Una vez vio el 09 escrito en los restos de la harina, y removió cielo y tierra hasta encontrar un billete de la lotería con ese número. Perdió. Sin embargo, la semana siguiente se ganó una cafetera de vapor en una rifa, con un boleto que mi abuelo había comprado y olvidado en el bolsillo del saco de la semana anterior. Era el número 09. Mi abuelo tenía diecisiete hijos de los que entonces se llamaban naturales —como si los del matrimonio fueran artificiales—, y mi abuela los tenía como suyos. Estaban dispersos por toda la costa, pero ella hablaba de todos a la hora del desayuno, y daba cuenta de la salud de cada uno y del estado de sus negocios como si mantuviera una correspondencia inmediata y secreta. Era la época tremenda de los telegramas que llegaban a la hora menos pensada y se metían como un viento de pánico en la casa. Pasaba de mano en mano sin que nadie se atreviera a abrirlo, hasta que a alguien se le ocurría la idea providencial de hacerlo abrir por un niño menor, como si la inocencia tuviera la virtud de cambiar la maldad de las malas noticias.

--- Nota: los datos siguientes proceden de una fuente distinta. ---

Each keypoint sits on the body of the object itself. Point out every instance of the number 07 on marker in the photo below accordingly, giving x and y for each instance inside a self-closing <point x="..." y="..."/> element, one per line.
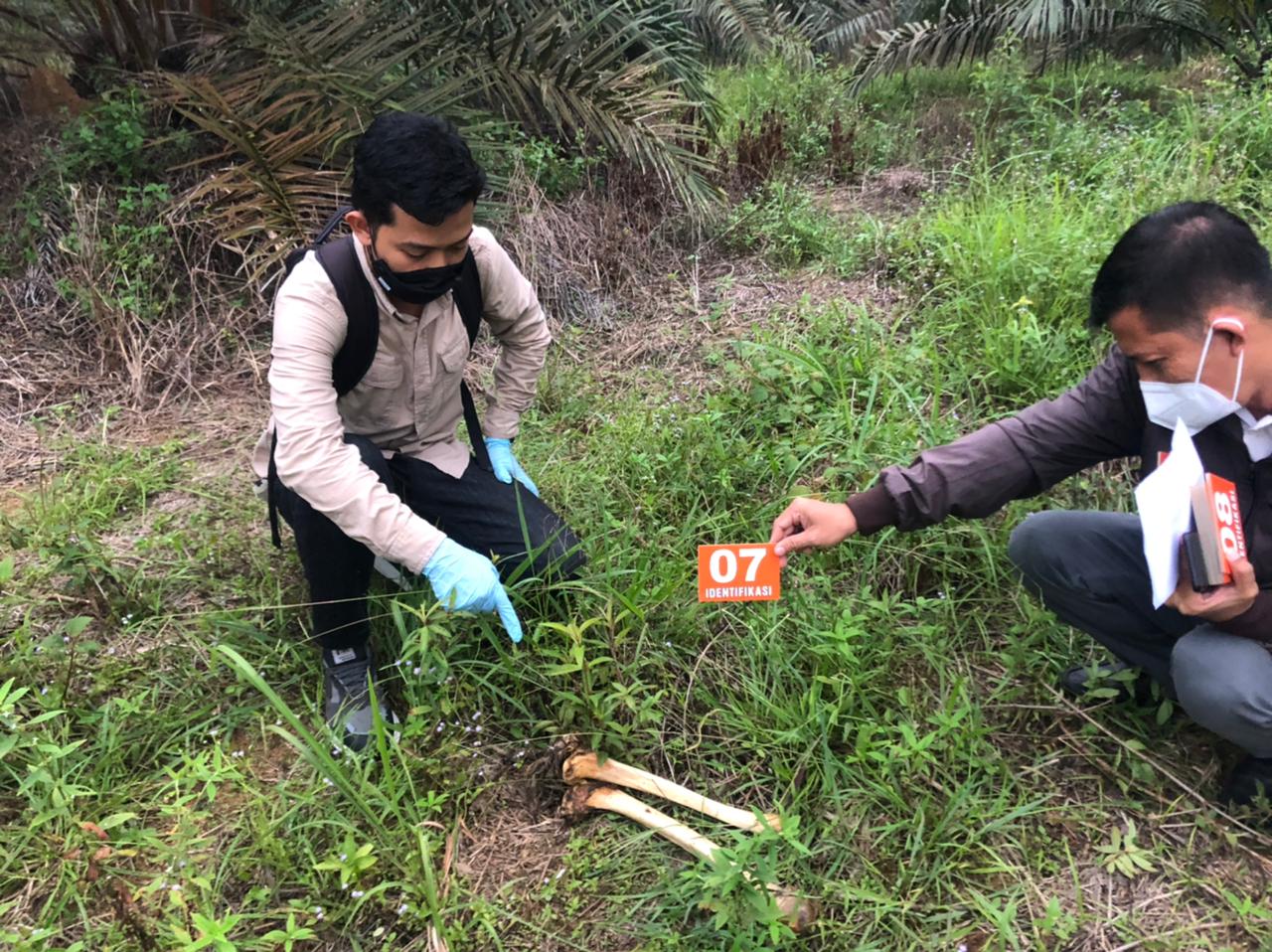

Esto ocurrió una vez en nuestra casa, y los ofuscados adultos decidieron poner el telegrama al rescoldo, sin abrirlo, hasta que llegara mi abuelo. Mi abuela no se inmutó. «Es de Prudencia Iguarán para avisar que viene», dijo. «Anoche soñé que ya estaba en camino». Cuando mi abuelo volvió a casa no tuvo ni siquiera que abrir el telegrama. Volvió con Prudencia Iguarán, a quien había encontrado por casualidad en la estación del tren, con un traje de pájaros pintados y un enorme ramo de flores, y convencida de que mi abuelo estaba allí por la magia infalible de su telegrama.
La abuela murió de casi cien años sin ganarse la lotería. Se había quedado ciega y en los últimos tiempos desvariaba de tal modo que era imposible seguir el hilo de su razón. Se negaba a desvestirse para dormir mientras la radio estuviera encendida, a pesar de que le explicábamos todas las noches que el locutor no estaba dentro de la casa. Pensó que la engañábamos, porque nunca pudo creer en una máquina diabólica que permitía oír a alguien que estaba hablando en otra ciudad distante.